The other name for Nigeria is Nollywood.
Scoff at it, laugh off the phenomenon, but there’s no denying Nollywood as the alter ego of Nigeria in the eyes of an astounded world.
The Nigerian national football team, the Super Eagles, was in 2005 having a pulsating match with the Zimbabwean national team in Harare, and the Zimbabwean football fans held aloft one big banner: “Nigeria – Good only for Films!”
For the Zimbabweans, the prowess of Nigeria in the football pitch was not as great as the accomplishment of the country in the film industry.
The Zimbabweans are not alone. Across Africa and the world the Nigerian home movies are all the rage. Nollywood now jostles in movie production with America’s Hollywood and India’s Bollywood.
It all started quite inauspiciously in 1992 with the making of the breakthrough Igbo language movie Living in Bondage.
Okechukwu Ogunjiofor, popularly known as Paulo, after the character he played in Living in Bondage, lost an opportunity to study law in the university through an unfortunate road accident. He had to settle for studying at the Nigerian Television (NTA) College in Jos where he came under the tutelage of the celebrated NTA Director/Producer Chris Obi-Rapu.
On completion of the course Okechukwu could not get regular employment and had to make do hawking video cassettes at National Theatre in Lagos.
Okechukwu had the story of Living in Bondage in his head – a young man gets lured into the get-rich-quick cult and sacrifices his doting wife only to suffer disastrous consequences.
The theatre artistes rehearsing at the theatre could not understand why Okey should be hawking, and one of them, Ruth Osu, gave Okechukwu a note to meet Kenneth Nnebue who was into the marketing of Yoruba movies on VHS.
On meeting Kenneth Nnebue who would eventually provide the funding for Living in Bondage, Okechukwu said he needed N150,000 to be able to make the film. Kenneth told him that the amount was enough to make three Yoruba movies.
As Okechukwu had said he was not willing to shoot on VHS, Kenneth told him he was about to make a trip to Japan to procure cameras.
Kenneth then asked Okechukwu to put the story together while he made the trip to Japan. It was then that Okechukwu made the momentous contact with his former instructor Chris Obi-Rapu to direct the landmark movie.
Since Obi-Rapu was still in the employ of the NTA he could not append his real name to the project and settled for a pseudonym, Vic Mordi, from his maternal side.
Obi-Rapu then went to work “to turn what would ordinarily pass for a concert play into a pioneering movie.”
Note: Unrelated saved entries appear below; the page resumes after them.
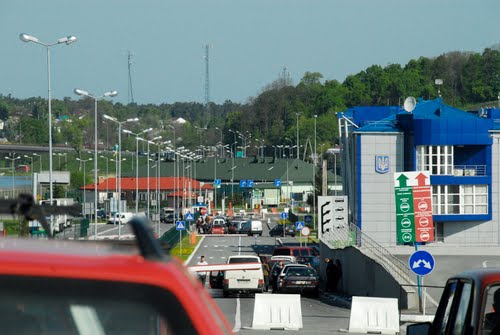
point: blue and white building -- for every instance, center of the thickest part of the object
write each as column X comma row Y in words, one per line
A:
column 460, row 149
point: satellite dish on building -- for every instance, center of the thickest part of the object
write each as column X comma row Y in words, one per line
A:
column 409, row 104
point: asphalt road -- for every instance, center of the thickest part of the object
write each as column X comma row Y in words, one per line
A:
column 318, row 316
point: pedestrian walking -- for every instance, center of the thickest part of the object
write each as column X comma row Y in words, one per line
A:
column 266, row 270
column 202, row 275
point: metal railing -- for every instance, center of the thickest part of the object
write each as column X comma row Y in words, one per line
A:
column 345, row 236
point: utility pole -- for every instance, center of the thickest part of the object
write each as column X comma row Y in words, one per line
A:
column 130, row 89
column 207, row 84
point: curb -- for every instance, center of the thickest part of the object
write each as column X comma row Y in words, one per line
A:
column 337, row 300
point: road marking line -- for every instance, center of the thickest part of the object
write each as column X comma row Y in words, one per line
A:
column 237, row 317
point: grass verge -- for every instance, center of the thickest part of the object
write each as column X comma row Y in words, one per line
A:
column 187, row 248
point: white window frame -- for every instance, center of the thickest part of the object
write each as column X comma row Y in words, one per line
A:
column 459, row 199
column 438, row 159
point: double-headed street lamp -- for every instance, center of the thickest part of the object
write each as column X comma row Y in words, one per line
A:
column 40, row 156
column 137, row 138
column 84, row 181
column 66, row 40
column 95, row 97
column 119, row 174
column 13, row 159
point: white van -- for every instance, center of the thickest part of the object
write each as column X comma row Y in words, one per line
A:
column 124, row 217
column 244, row 281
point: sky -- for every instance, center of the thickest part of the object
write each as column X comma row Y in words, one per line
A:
column 251, row 41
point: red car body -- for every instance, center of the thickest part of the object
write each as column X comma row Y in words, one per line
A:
column 51, row 270
column 217, row 229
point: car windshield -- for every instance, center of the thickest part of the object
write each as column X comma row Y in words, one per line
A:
column 86, row 307
column 243, row 260
column 300, row 271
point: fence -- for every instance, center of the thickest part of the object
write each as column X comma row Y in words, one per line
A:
column 171, row 237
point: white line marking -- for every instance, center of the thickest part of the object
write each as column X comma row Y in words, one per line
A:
column 237, row 317
column 239, row 245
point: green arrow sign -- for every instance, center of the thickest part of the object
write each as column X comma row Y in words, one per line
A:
column 405, row 215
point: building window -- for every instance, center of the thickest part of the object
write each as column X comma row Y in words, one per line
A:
column 436, row 159
column 459, row 199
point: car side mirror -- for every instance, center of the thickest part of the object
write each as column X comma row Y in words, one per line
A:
column 418, row 328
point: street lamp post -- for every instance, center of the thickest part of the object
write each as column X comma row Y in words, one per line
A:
column 298, row 114
column 95, row 97
column 84, row 180
column 13, row 159
column 40, row 156
column 120, row 124
column 67, row 40
column 107, row 174
column 137, row 138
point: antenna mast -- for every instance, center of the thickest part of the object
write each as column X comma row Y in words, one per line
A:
column 130, row 89
column 207, row 82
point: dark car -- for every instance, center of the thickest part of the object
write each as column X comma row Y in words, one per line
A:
column 314, row 261
column 278, row 230
column 301, row 280
column 295, row 251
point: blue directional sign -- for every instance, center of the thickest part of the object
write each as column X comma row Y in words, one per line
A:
column 180, row 225
column 421, row 262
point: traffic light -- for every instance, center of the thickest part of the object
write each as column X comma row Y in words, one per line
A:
column 324, row 212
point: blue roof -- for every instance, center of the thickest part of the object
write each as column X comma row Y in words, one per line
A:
column 393, row 118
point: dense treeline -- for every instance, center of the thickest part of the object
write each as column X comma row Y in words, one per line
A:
column 469, row 79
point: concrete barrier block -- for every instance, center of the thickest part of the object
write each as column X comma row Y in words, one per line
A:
column 374, row 315
column 277, row 311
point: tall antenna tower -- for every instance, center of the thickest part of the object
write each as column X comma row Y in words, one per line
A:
column 207, row 82
column 285, row 78
column 130, row 94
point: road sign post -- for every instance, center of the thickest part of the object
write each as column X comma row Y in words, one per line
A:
column 413, row 207
column 180, row 226
column 421, row 263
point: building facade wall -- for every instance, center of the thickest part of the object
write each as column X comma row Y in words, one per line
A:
column 377, row 201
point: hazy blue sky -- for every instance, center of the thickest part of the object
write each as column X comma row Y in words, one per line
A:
column 251, row 42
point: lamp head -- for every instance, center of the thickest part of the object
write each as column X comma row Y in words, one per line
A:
column 81, row 92
column 68, row 40
column 111, row 94
column 28, row 38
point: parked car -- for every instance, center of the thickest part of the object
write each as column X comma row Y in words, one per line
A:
column 314, row 261
column 217, row 229
column 84, row 284
column 252, row 227
column 243, row 281
column 278, row 230
column 298, row 279
column 295, row 251
column 469, row 305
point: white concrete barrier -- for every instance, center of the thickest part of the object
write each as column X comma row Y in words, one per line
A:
column 374, row 315
column 277, row 311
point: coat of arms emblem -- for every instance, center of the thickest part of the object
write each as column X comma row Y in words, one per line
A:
column 381, row 164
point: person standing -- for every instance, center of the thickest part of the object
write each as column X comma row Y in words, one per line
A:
column 202, row 275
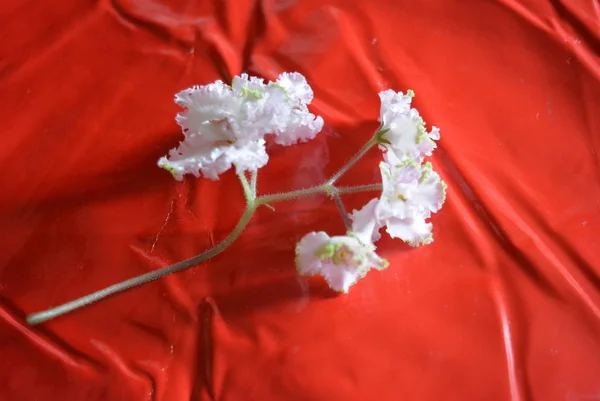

According to Obi-Rapu, “What made the Nigeria home video industry to take off was the input from Okey Ogunjiofor and my direction. Nobody had wanted to do anything in Igbo or Yoruba among television producers around then because they felt it was degrading. There had been some shootings of Yoruba and Igbo videos. Mike Orihedimma recorded Igbo home videos in Onitsha, while NEK (Kenneth Nnebue) was recording and marketing Yoruba videos in Lagos. They were poorly produced and hardly ever directed. It is a known fact in filmmaking that it is the director that makes the film. If I had not shot Living in Bondage and Taboo there could not have been any Nollywood. This film business really took off because Living in Bondage was well shot as at that time. If I had not stood my grounds the financier could have influenced the production and direction in a negative way. I resisted him because I knew that he lacked the knowledge of filmmaking. It was a deliberate directorial effort that brought about the home video revolution. It was not accidental.”
On his part, Okechukwu informs that the making of Living in Bondage marked “the first time some people were paid in thousands of naira to act on a film. I got N500 because I had not made a film then. People like Bob-Manuel (Udokwu) and Francis Agu were paid a thousand naira each. As a producer and an actor, what I got was only N500.”
As the director, Obi-Rapu got the flat fee of N10,000.
Okechukwu’s formula for his Nollywood success runs thusly: “Unlike the Yorubas, the Eastern part of this country does not have cinema culture, and all of them are rich enough to have video machines in their homes, why don’t I take the film to their homes so that they can watch it?”
Obi-Rapu who was popularly hailed as Skippo in his NTA days took up the challenge by setting up camp in Badagry as the director.
And as if by magic, Nollywood is now here, a worldwide miracle.